Voici enfin Red Sugar, le nouvel album de Winter Family. Le duo, composé de la chanteuse/parolière Ruth Rosenthal et du multi-instrumentiste Xavier Klaine, joue une musique spectrale à la tristesse lancinante et aux échos parfois cristallins, bien loin de l’exubérance gothique et des flonflons mortuaires. Winter Family est un groupe intimiste et recroquevillé mais à la puissance d’évocation semble-t-il sans limite et aux résonnances intactes, résultat éprouvant et que l’on pourrait donc considérer comme un exploit : avec une réelle économie de moyens – une voix, le plus souvent en mode parlé, un harmonium ou un piano, rarement des percussions, parfois des chœurs, quelques cordes, quelques samples – et, surtout, sans aucun effet de manche à la théâtralité exagérée, Winter Family joue la musique la plus dramatique possible, c'est-à-dire celle qui nous parle de la vie.
Derrière, tout à fait logiquement, nait l’espoir.
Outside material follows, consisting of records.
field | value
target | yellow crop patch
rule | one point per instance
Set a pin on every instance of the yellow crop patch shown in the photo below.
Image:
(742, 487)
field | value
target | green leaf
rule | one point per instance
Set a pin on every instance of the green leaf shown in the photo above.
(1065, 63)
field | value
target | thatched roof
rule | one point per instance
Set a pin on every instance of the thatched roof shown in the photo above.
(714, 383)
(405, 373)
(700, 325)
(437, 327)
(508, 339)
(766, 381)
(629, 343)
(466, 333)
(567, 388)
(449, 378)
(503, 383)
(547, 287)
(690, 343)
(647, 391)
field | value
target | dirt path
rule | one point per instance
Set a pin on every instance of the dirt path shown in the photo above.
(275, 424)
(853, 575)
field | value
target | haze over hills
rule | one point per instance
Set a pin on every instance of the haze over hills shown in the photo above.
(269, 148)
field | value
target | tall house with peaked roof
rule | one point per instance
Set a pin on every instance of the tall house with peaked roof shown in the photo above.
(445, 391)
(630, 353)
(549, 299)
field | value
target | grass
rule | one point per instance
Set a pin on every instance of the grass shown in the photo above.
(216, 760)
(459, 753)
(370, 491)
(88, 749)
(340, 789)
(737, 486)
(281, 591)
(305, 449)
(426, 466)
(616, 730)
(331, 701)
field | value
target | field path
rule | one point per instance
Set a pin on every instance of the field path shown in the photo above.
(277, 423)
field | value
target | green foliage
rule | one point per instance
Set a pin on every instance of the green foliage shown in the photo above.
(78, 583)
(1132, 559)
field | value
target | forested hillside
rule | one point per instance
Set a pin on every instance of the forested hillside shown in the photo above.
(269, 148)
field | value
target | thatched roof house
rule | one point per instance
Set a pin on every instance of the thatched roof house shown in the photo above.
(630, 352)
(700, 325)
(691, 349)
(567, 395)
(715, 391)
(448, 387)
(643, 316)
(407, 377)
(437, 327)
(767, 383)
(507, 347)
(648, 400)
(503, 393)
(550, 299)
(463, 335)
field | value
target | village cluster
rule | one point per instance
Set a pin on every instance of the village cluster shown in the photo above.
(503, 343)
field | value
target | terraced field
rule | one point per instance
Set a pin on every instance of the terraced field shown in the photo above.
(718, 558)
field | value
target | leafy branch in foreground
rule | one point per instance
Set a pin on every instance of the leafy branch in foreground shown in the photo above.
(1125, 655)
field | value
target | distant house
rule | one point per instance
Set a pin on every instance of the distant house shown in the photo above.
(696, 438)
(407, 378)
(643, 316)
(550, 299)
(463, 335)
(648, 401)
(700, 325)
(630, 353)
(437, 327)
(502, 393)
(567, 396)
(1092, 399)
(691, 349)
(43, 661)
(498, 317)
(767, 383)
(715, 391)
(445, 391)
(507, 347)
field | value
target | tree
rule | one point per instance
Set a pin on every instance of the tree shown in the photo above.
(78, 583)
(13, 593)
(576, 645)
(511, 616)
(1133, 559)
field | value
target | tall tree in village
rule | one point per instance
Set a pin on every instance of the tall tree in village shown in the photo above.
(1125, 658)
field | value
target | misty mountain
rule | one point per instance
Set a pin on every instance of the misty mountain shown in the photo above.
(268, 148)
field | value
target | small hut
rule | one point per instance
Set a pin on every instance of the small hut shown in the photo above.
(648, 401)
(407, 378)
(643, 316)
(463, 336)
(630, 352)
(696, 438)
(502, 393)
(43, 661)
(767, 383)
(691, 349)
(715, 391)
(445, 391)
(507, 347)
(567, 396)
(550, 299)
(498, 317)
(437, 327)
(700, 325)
Même si les thèmes abordés sont très sombres – on se rappelle très bien de Auschwitz, sur l’album précédent du duo, traitant de l’enfer nazi et de la Shoah –, l’insupportable et l’indicible sont précisément évoqués dans un acte artistique protestataire mais se passant de toute confrontation et qui relève à la fois de la douleur et de la libération. Red Sugar semble toutefois moins sombre et plus apaisé que ses deux prédécesseurs – un double CD paru en 2007 chez Sub Rosa ou le LP Where Did You Go My Boy paru un peu auparavant, les deux ayant beaucoup de titres en commun – mais voilà un album tout aussi criant et tout aussi émouvant.
Question musique Xavier Klaine compose toujours des accompagnements d’une simplicité élégante et touchante : beaucoup de piano, parfois du glockenspiel – ce qui donne un côté boite à musique pour enfants – et de l’harmonium. Même les quelques musiciens invités ne sont pas là pour trop étoffer ce qui doit rester aussi dépouillé et nu que possible. Ruth Rosenthal, elle, ne chante que rarement pour ne pas dire jamais. Elle parle, enveloppe ses litanies en compagnie d’un peu de sable crissant dans du papier de soie et elle n’hausse le ton que lorsque cela ne s’avère que strictement nécessaire. A son sujet on pense de moins en moins voire plus du tout à Diamanda Galas – quelques cris stridents tout de même sur le central Dancing In The Sun – et de plus en plus à Nico dans sa période Marble Index, pas pour le côté lysergique et désespéré, mais bien pour cette force malgré tout. La plupart du temps les paroles sont en anglais mais également en hébreu. On regrette que cette langue, rocailleuse et à la musicalité mystérieuse, ne soit pas un peu plus utilisée, tant elle génère des couleurs inédites ou tout du moins beaucoup trop rarement entendues. Un très beau disque.
Red Sugar est disponible en double vinyle – pochette gatefold – chez Alt Vinyl records. La version CD est publiée par Sub Rosa et Ici D'Ailleurs.